Une tache ronde circonscrite de couleur ardoisée traduit, comme reliquat indélébile, l’amincissement de la sclérotique. Une ectasie sclérale peut apparaître par la suite en cet endroit.

Mais de nouvelles poussées peuvent survenir, sur le même œil ou sur l’autre, après de longs intervalles de calme.

Un nouveau nodule de sclérite apparaît, chaque fois en un endroit différent.

A ce tableau clinique le plus habituel correspond, comme substratum anatomique, une infiltration inflammatoire qui dissocie les lames de la sclérotique ; des foyers inflammatoires sont formés par accumulation de lymphocytes autour des vaisseaux ; ils peuvent réaliser de véritables nodule.

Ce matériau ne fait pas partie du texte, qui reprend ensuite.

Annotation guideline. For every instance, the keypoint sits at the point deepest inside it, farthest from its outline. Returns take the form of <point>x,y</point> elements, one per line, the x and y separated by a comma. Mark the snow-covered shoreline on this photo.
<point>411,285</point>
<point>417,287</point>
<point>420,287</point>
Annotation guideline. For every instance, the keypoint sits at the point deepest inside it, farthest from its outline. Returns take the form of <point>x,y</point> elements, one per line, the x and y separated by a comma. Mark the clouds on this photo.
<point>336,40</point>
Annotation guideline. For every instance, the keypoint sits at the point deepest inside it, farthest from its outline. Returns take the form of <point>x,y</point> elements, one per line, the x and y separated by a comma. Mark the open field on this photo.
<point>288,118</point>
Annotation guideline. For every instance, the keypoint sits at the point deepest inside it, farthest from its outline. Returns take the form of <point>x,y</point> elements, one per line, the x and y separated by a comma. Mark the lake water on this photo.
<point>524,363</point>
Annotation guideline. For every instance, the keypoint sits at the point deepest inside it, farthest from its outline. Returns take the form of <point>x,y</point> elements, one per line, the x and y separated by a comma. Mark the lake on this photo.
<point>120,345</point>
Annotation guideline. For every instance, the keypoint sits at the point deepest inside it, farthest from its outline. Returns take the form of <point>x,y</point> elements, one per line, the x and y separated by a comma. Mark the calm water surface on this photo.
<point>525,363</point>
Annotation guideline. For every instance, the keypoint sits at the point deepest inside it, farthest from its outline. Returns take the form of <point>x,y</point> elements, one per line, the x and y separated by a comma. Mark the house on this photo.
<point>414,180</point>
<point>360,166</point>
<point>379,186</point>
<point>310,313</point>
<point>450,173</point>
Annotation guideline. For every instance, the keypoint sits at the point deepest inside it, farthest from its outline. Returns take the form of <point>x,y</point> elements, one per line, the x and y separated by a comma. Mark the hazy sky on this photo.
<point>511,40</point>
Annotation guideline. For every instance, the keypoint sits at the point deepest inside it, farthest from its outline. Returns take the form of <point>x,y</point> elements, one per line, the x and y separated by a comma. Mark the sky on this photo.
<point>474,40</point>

L’inflammation aboutit à la nécrose du tissu scléral.

Mais le plus souvent, l’inflammation se poursuit à l’intérieur du globe, le long des vaisseaux ciliaires.

Il y a, de façon à peu près constante, des altérations dans la partie antérieure de l’uvée, en arrière du corps ciliaire et sur le coup ciliaire lui-même.

Cette participation du tractus uvéal au processus inflammatoire est une notion essentielle ; elle peut seule nous donner l’explication de l’allure clinique que revêtent certaines formes d’une sclérite, on a tendance, lorsqu’il observe sur l’œil énuclée les altérations du tractus uvéal, à les considérer comme secondaires et l’on pourrait croire que la sclérite s’est propagée le long des vaisseaux ciliaires vers le tractus uvéal.

Mais il faut sans doute renverser la proposition.

Si l’on se représente la structure fibreuse de la sclérotique, en regard de l’allure clinique que revêt l’affection et en regard des lésions anatomiques observées, on ne peut s’empêcher de penser que la sclérite elle-même n’est que la manifestation visible d’une inflammation sous-jacent du tractus uvéal, demeurée cliniquement latente.

Anatomie de la partie postérieure du globe oculaire
Anatomie de la partie postérieure du globe oculaire

Scléro-kératite en secteur

La cornée participe souvent au tableau pathologique de la sclérite et même de l’épisclérite.

C’est ainsi qu’au voisinage d’un bouton d’épisclérite on peut voir apparaître des infiltrats de la cornée environnés d’anses vasculaire profondes.

Le forme la plus schématique de cette participation de la cornée nous est donnée par la scléro-kératite en secteur, que l’on observe dans le zona ophtalmique.

En un point de la sclérotique voisin du limbe apparaît un nodule de sclérite. Sur la cornée, en regard de  ce nodule, apparaît un trouble interstitiel de la cornée ; ce trouble est limité à un secteur de la cornée.

Il a la forme d’un triangle à base limbique, à sommet émoussé orienté vers le centre, qu’il n’atteint pas . Il y a anesthésie dans ce seul secteur de la cornée.

Parfois quelques précipités discrets couvrent la face profonde de la cornée, au sommet du triangle.

Après quelques jours ou quelques semaines, un nouveau nodule de sclérite apparaît au voisinage du premier et un nouveau secteur de cornée est intéressé, dont le triangle se juxtapose au premier, chevauchant un peu sur ses bords.

A près 3 semaines environ d’évolution, un bouquet vasculaire profond en balai de bouleau, en buisson de genêt — le même que celui de la kératite interstitielle — émerge du limbe dans chacun des secteurs envahis de la cornée.

Une irido-cyclite accompagne parfois ce processus.

Après 1 mois ou 2, les séssions s’effacent ; le trouble de la cornée se dissipe au moins partiellement ; les vaisseaux ne se voient plus que sous forme d’un chevelu de filaments blancs.

Sur la sclérotique, une tache ardoisés représente la cicatrice sclérale.